L’auteur fait un bilan général sur les raisons de la chute du régime de Ben Ali : « L’effondrement de la Maison Ben Ali est imputable pour une part à sa certitude arrogante de l’emporter, aux divisions en son sein (lutte de clans) et à la méconnaissance de l’usure du régime. Le Palais fut victime de sa propagande, du culte de la personnalité et de son propre “marketing des chiffres” (manipulation des taux et statistiques). Malgré la révolte du Bassin minier de 2008, Ben Ali persista à croire en la gratitude de ses sujets auxquels il avait facilité l’accès au parti présidentiel (2 millions d’adhérents) ou à l’université, ignorant les désillusions qu’apportaient l’inflation des diplômes et des adhésions au RCD, “le tarissement du clientélisme” qui facilita les ruptures d’allégeance » (p. 298-299).
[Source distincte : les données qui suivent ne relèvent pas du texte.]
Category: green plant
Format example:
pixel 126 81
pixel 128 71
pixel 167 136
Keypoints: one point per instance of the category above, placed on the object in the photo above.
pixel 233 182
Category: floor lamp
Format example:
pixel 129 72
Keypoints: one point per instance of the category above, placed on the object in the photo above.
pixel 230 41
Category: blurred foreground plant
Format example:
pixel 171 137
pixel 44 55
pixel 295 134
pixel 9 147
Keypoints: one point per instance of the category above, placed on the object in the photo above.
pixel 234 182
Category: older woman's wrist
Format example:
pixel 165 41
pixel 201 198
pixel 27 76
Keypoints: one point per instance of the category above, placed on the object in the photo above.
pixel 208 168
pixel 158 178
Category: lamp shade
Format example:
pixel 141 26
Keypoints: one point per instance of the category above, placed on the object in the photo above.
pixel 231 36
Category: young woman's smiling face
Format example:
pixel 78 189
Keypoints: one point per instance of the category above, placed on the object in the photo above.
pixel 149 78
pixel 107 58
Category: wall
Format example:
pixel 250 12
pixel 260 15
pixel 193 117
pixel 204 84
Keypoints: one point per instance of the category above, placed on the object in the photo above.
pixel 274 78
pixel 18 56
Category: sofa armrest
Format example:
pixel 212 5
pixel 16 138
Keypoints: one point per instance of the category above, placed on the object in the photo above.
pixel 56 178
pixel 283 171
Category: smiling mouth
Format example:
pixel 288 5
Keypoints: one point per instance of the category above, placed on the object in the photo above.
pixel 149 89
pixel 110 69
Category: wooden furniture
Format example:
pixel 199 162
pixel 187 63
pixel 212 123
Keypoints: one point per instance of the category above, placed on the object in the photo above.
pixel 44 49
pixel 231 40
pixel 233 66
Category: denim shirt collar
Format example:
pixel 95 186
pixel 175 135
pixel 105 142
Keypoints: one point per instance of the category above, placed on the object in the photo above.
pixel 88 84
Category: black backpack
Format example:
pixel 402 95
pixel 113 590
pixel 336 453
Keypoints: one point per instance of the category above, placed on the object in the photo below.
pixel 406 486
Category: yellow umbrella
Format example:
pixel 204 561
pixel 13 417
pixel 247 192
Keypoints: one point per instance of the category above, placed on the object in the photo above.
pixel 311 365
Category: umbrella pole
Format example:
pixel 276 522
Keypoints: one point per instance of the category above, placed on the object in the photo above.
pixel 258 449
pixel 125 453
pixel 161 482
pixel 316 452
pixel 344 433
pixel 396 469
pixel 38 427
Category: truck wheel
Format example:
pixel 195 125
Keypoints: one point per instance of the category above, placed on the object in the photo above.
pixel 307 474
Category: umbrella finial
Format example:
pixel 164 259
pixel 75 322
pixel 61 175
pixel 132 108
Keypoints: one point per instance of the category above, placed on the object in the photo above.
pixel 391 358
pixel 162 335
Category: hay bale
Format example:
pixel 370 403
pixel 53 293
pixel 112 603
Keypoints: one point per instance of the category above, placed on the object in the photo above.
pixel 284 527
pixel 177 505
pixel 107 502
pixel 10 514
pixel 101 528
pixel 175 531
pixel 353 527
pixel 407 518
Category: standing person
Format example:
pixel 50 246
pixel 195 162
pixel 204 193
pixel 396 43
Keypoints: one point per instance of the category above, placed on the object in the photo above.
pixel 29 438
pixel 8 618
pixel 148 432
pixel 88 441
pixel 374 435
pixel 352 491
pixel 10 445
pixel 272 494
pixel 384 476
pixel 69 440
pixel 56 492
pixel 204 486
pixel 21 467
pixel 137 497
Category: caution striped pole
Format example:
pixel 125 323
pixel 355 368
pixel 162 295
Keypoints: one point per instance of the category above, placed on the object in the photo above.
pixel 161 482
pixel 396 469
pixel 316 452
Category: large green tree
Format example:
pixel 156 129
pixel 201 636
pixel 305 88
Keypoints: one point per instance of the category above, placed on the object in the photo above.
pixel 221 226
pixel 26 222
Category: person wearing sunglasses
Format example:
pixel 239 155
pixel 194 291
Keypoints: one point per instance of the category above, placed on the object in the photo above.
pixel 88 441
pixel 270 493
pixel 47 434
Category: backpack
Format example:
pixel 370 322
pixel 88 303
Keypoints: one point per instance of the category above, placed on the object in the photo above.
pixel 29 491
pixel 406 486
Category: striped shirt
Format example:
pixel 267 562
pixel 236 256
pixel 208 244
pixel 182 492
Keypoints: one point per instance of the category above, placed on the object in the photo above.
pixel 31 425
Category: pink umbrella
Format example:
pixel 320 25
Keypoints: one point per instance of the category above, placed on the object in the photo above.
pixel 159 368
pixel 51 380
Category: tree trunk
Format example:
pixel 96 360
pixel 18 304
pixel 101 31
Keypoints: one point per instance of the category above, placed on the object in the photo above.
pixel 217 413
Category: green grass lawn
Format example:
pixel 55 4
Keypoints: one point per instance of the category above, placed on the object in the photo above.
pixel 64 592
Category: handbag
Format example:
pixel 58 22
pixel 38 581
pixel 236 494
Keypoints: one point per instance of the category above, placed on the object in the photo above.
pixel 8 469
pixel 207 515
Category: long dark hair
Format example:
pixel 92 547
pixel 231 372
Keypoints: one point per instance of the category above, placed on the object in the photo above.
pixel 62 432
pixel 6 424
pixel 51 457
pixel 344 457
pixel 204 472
Un tableau général des raisons de la chute du régime de Ben Ali, qui aurait pu être exhaustif, s’il ne manquait pas d’autres éléments comme la corruption du système entier, la surveillance policière de la société, l’absence de liberté et de justice, que l’auteur a évoquées d’ailleurs dans d’autres parties du livre. En fait, pour Ben Ali, il ne s’agissait pas seulement de « certitude arrogante », mais aussi de reprise en main du clan par son épouse. Pourtant, au moment des révoltes, Ben Ali aurait pu sauver sa peau s’il avait écouté Kamel Eltaief, appelé à la rescousse après plusieurs années de mésentente, et qui lui a recommandé sans fard, voire brutalement, des choses réalistes et réalisables : il faudrait initier un gouvernement d’union nationale, faire un discours au peuple pour s’excuser, divorcer de Leila Trabelsi et se retirer de la présidence (p. 182). De ces recommandations politiquement claires, quoique difficiles, Ben Ali n’en a retenu que le (ou les) discours. Il n’arrive ni à comprendre les raisons profondes du soulèvement, ni à réagir contre l’activisme numérique des jeunes. Les dictateurs n’ont décidément pas la culture du compromis.
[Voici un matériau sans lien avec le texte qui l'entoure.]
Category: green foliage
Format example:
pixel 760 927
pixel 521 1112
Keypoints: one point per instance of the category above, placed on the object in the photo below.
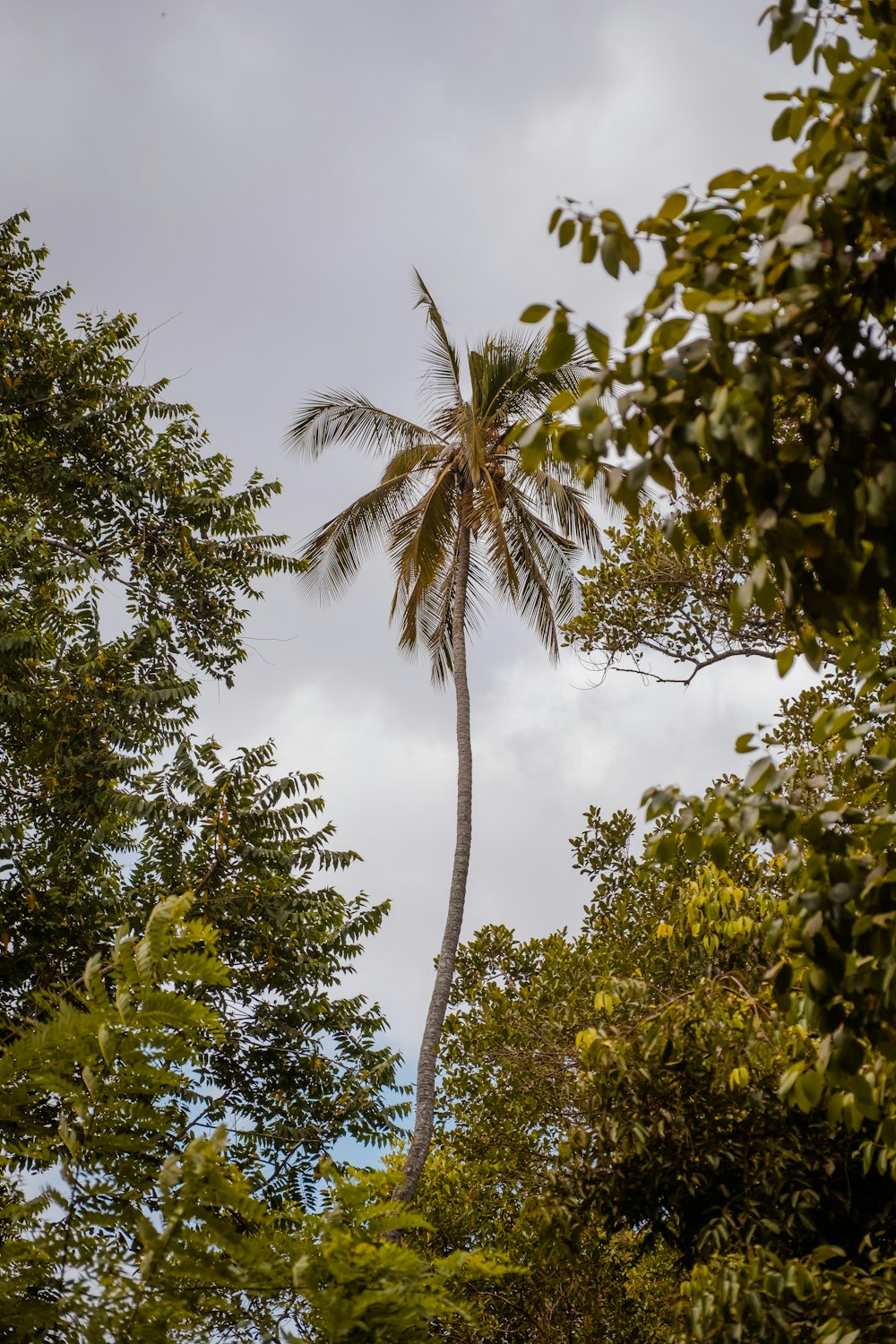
pixel 458 472
pixel 648 599
pixel 685 1133
pixel 362 1284
pixel 134 1222
pixel 125 566
pixel 166 1112
pixel 761 363
pixel 509 1094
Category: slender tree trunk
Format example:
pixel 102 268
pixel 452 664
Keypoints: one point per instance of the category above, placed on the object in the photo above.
pixel 425 1109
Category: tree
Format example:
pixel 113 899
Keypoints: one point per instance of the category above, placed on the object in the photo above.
pixel 455 513
pixel 761 368
pixel 509 1094
pixel 177 1050
pixel 646 605
pixel 761 363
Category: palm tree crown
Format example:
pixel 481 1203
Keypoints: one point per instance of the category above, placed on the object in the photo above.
pixel 457 515
pixel 457 473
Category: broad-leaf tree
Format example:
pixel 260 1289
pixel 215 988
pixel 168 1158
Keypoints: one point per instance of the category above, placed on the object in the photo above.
pixel 665 615
pixel 458 519
pixel 759 367
pixel 126 562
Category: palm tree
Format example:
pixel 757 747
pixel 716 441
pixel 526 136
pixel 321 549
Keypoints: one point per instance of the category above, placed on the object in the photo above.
pixel 458 518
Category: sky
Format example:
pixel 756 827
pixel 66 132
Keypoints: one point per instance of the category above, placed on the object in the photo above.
pixel 257 182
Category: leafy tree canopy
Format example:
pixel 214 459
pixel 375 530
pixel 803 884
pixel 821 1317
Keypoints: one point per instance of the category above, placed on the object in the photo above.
pixel 761 362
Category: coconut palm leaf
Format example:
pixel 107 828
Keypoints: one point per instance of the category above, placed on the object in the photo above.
pixel 335 553
pixel 343 416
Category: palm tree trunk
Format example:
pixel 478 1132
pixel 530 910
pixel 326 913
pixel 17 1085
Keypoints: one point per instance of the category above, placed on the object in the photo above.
pixel 425 1109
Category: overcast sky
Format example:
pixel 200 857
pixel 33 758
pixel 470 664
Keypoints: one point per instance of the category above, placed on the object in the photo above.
pixel 260 177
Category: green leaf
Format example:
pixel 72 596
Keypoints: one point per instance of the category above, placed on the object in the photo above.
pixel 670 333
pixel 598 343
pixel 611 254
pixel 559 349
pixel 801 46
pixel 728 180
pixel 673 206
pixel 785 660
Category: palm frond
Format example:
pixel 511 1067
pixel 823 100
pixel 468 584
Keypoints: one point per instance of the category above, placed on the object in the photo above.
pixel 422 537
pixel 443 368
pixel 435 612
pixel 563 503
pixel 416 457
pixel 336 550
pixel 546 594
pixel 344 416
pixel 490 515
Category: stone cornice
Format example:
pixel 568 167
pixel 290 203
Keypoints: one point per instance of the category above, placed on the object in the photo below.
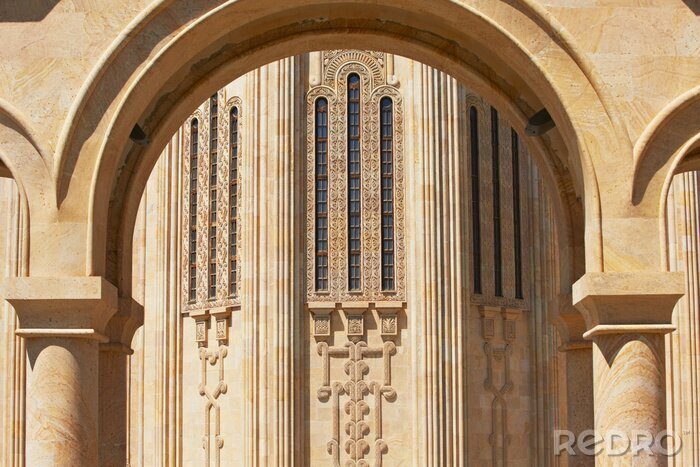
pixel 628 302
pixel 78 307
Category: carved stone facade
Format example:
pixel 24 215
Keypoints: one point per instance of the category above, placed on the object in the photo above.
pixel 437 371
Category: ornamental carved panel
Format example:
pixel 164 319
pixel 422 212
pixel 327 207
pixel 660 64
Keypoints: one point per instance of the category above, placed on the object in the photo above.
pixel 223 297
pixel 337 65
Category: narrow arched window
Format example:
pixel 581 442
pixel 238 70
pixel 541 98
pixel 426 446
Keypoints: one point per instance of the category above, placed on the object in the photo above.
pixel 213 179
pixel 517 245
pixel 321 173
pixel 496 183
pixel 233 208
pixel 387 193
pixel 194 152
pixel 354 192
pixel 476 212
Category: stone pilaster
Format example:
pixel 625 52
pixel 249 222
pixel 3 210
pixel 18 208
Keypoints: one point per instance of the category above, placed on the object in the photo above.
pixel 271 304
pixel 627 315
pixel 113 383
pixel 681 346
pixel 62 321
pixel 437 262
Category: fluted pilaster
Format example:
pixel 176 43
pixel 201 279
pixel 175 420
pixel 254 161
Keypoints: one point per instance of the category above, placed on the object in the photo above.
pixel 13 353
pixel 271 308
pixel 440 284
pixel 681 346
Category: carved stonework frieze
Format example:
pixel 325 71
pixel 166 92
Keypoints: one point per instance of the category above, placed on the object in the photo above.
pixel 370 66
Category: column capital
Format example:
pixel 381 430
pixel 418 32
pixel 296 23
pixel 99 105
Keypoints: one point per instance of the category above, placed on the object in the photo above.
pixel 78 307
pixel 628 302
pixel 569 323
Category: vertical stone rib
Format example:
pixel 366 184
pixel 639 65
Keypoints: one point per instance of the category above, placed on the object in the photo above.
pixel 269 303
pixel 13 358
pixel 439 326
pixel 682 348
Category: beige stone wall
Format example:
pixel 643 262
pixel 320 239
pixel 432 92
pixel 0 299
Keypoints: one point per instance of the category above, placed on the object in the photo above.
pixel 168 413
pixel 12 349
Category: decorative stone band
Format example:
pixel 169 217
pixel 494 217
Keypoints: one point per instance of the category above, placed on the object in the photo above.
pixel 569 323
pixel 388 314
pixel 116 347
pixel 489 317
pixel 603 329
pixel 89 334
pixel 628 302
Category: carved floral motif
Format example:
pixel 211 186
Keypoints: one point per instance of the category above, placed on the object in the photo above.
pixel 370 67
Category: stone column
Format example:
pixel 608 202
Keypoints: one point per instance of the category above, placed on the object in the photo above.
pixel 436 261
pixel 62 321
pixel 272 284
pixel 579 376
pixel 627 315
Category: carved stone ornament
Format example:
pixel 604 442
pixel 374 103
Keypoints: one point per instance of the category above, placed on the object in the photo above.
pixel 223 296
pixel 370 66
pixel 321 316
Or, l’intérêt des révoltes pour Jean-Marc Salmon, c’est souvent moins la finalité poursuivie que les moyens envisagés. Il cite à ce propos le sociologue Charles Tilly : « Nous saurons qu’une ère nouvelle a commencé non pas lorsqu’une élite ou une constitution nouvelle sont apparues, mais lorsque, dans sa lutte, le peuple recourt à des moyens nouveaux » (Quatre siècles de luttes populaires, 1986). Or, en recourant à des moyens digitaux, en juxtaposant leurs usages avec les moyens traditionnels, comme les occupations de rues et de places, barrages et jets de pierres, les révoltés de Sidi Bouzid, Kasserine, Thala, Redeyef, ont érigé un nouveau modèle de luttes pour notre époque, formidablement relayé par de jeunes internautes mobilisés. Un modèle qui est aussi dans la continuité de la révolte iranienne au lendemain de l’élection présidentielle du 12 juin 2009, suspectée de fraude massive contre le réformateur Moussavi, qui a aussi utilisé, quoique à un moindre degré, réseaux sociaux, tweets, SMS, etc.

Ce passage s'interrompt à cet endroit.